Comment les acheteurs potentiels réagissent-ils à ce produit de niche ?
Les premières listes de réservation ciblent une clientèle aisée aux États-Unis et au Moyen-Orient. Ce marché rappelle les débuts des kits d'hélicoptères pour particuliers, où quelques centaines d'unités suffisaient à assurer la rentabilité d'un fabricant.
Cependant, le prix élevé, la faible autonomie et les nuisances sonores limitent son utilisation aux événements, aux complexes hôteliers du désert ou aux propriétés privées.
Quels sont les cas d'utilisation fréquemment mentionnés – et résistent-ils à un examen approfondi ?
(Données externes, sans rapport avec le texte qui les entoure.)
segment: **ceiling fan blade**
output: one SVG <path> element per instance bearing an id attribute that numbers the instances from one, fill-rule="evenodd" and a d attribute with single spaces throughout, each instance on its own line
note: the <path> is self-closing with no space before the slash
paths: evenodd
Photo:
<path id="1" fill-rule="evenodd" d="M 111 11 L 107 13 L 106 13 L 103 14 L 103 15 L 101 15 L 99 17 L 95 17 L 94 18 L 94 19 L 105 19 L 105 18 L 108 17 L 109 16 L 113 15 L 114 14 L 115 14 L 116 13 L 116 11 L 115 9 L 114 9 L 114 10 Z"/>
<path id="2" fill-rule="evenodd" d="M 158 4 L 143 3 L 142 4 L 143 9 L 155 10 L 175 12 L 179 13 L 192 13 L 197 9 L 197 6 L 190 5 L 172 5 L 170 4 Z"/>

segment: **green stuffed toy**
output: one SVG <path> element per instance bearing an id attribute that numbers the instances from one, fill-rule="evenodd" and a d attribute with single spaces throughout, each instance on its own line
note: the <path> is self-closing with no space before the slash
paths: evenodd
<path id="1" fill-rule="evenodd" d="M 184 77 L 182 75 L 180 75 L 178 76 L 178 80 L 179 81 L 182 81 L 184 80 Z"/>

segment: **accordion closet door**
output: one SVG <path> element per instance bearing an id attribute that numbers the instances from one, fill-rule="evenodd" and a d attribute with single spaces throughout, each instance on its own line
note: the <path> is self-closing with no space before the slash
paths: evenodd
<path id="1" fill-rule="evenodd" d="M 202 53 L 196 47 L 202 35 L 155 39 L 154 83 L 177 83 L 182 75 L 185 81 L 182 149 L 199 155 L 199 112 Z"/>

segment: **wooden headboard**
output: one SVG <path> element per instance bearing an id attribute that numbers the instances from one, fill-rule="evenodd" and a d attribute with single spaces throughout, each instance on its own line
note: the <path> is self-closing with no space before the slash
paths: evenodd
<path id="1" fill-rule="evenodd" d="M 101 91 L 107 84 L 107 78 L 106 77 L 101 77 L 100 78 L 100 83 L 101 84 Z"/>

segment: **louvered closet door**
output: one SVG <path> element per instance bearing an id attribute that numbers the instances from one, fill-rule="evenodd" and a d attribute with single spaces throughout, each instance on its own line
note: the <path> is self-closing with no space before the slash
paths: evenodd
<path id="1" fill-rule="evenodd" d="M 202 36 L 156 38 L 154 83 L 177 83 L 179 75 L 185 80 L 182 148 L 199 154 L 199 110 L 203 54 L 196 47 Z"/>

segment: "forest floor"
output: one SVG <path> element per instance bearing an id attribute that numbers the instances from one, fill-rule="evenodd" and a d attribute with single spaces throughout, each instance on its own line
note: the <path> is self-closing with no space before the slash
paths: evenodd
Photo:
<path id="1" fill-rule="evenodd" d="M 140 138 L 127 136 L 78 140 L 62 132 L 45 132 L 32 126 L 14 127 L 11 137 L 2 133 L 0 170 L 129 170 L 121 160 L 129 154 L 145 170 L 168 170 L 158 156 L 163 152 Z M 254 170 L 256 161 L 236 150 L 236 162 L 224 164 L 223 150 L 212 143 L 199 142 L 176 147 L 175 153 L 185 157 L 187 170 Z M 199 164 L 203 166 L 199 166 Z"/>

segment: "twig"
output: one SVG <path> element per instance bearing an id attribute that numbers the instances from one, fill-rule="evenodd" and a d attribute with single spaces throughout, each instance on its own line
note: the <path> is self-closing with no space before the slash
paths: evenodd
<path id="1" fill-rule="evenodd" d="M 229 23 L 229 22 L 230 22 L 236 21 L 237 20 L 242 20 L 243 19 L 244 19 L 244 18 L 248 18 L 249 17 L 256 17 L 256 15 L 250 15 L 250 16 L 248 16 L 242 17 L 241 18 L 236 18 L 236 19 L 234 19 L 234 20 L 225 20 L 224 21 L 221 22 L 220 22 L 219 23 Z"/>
Les cas d'utilisation fréquemment cités pour les drones sont analysés afin d'en évaluer la faisabilité. Leur utilisation dans la circulation urbaine est jugée très peu probable en raison du bruit, d'une autonomie limitée à dix minutes et du manque de zones de décollage adaptées. Pour les sports extrêmes et les activités de loisirs, leur faisabilité est modérée, car le spectacle est au rendez-vous, mais les conditions météorologiques favorables sont limitées. Les drones de ravitaillement militaire sont considérés comme peu pratiques car leur charge utile est trop faible et ils ne sont pas protégés. Leur utilisation pour un déploiement rapide dans les services d'urgence est jugée très peu probable en raison du manque de redondance et de l'absence de certification pour les vols IFR de nuit. Pour le tourisme de luxe hors route, leur faisabilité est modérée, car leur utilisation est autorisée sur les propriétés privées et les déserts de sable atténuent les nuisances sonores.
Quelles questions restent en suspens du point de vue réglementaire ?
- Comment la limite d'émissions d'échappement selon la norme LTF-UL S 113 est-elle interprétée pour les ultralégers à turbine ?
- Le service allemand de navigation aérienne peut-il intégrer en toute sécurité le dispositif dans les espaces aériens E et G à 102 km/h sans transpondeur ?
- Est-il nécessaire d'harmoniser à l'échelle européenne les nouvelles catégories d'hélicoptères UL qui incluent les avions à décollage et atterrissage verticaux (VTOL) ?
- Combien d'heures de formation le législateur exige-t-il si un mode de vol stationnaire automatique existe, mais qu'une gestion manuelle des gaz est nécessaire en cas d'urgence ?
Comment les portails spécialisés et les magazines d'aviation évaluent-ils les chances de succès ?
Ils mettent l'accent sur la prouesse technique, mais expriment des doutes quant aux brevets, au financement et aux données d'essais concrètes. Des experts soulignent que, malgré de nombreuses vidéos promotionnelles, aucun observateur indépendant n'a encore pu consulter un enregistrement complet des données de vol, de poussée ou de bruit.
Que signifient les projets Airbike pour le débat plus large sur la mobilité aérienne urbaine ?
Les motos volantes servent de laboratoires d'essai pour :
- Structures composites en fibres légères pour applications VTOL
- Concepts hybrides de turbines, en attendant que le stockage d'énergie devienne plus léger
- La stabilisation automatisée, dont bénéficient également les grands taxis aériens
- Parallèlement, ces dispositifs illustrent que l'acoustique, les conséquences d'un accident et la preuve de la navigabilité restent des problèmes non résolus en matière de mobilité aérienne urbaine.
Le jet bike personnel verra-t-il vraiment le jour en 2026 ?
Techniquement faisable, mais financièrement élitiste et complexe sur le plan réglementaire : le Volonaut Airbike illustre à la fois le bond en avant réalisé dans le domaine des mini-turbines et de la construction légère en carbone, et le fossé entre le prototype et la mobilité quotidienne.
Sans systèmes de secours fiables, sans délais de certification et sans réduction des coûts, l’Airbike restera un sport spectaculaire, mais marginal, et une simple démonstration. L’avenir de la mobilité aérienne urbaine repose donc moins sur des projets ponctuels sensationnels que sur des flottes d’eVTOL silencieuses et efficaces, capables de concilier acceptation du public, infrastructures et homologation.